Agouti-related protein (AgRP), expressed in both the periphery and the brain, can result in obesity. Its active C-terminal fragment, AgRP(83-132), was recently reported to increase feeding and antagonize alpha-melanocyte-stimulating hormone (alpha-MSH) and leptin. We used multiple-time regression analysis to show that the rate at which AgRP(83-132) crossed the blood-brain barrier (BBB) from the blood to the brain was very slow (Ki = 0.6 x 10(-4) mL/g x min). Entry was not self-inhibited by excess AgRP(83-132) after either intravenous (i.v.) injection or perfusion in blood-free medium, indicating the absence of a saturable transport system, and was not cross-inhibited by alpha-MSH or leptin. Not only did AgRP(83-132) cross much slower than the saturably entering leptin, but the entry was slower than almost all other non-saturably entering endogenous peptides or neurotrophins. Nevertheless, high-performance liquid chromatography (HPLC) showed that the small amount of AgRP(83-132) crossing the BBB did so in intact form, and capillary depletion showed that it entered the brain parenchyma rather than binding to capillary endothelial cells or adhering to vascular components.
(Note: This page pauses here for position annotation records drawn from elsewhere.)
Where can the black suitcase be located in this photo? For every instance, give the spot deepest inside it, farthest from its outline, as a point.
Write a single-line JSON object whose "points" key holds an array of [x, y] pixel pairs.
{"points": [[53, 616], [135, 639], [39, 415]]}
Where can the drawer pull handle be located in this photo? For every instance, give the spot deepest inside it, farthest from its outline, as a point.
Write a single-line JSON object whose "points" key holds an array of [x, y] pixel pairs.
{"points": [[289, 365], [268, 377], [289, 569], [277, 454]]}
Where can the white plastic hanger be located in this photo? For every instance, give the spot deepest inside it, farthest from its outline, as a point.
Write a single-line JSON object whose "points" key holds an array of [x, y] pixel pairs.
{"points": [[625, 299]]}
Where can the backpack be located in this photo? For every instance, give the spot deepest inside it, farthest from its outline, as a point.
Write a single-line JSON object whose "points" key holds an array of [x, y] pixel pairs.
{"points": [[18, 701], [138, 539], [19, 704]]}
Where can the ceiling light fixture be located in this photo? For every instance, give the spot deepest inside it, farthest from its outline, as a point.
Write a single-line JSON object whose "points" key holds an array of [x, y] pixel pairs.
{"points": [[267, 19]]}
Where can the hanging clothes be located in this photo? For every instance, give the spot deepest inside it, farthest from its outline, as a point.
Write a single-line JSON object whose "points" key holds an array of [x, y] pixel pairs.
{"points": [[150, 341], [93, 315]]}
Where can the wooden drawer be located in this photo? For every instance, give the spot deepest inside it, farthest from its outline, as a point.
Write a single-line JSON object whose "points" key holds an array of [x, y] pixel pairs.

There was no rapid efflux system out of the brain that might have misleadingly appeared as slow entry for AgRP(83-132). Poor lipophilicity was shown by a low octanol/buffer partition coefficient. By size-exclusion chromatography, AgRP(83-132) appeared as a 17-kd substance in both blood and buffer. Since protein was absent from the buffer, the 17-kd peak probably represented a trimer of the 5.7-kd AgRP(83-132). Capillary electrophoresis confirmed that most of the AgRP(83-132) existed as a trimer, with much smaller amounts as a dimer and monomer. Thus, although intact AgRP(83-132) can cross the BBB from the blood to the brain, its nonsaturable rate of entry is very slow, probably influenced by aggregation.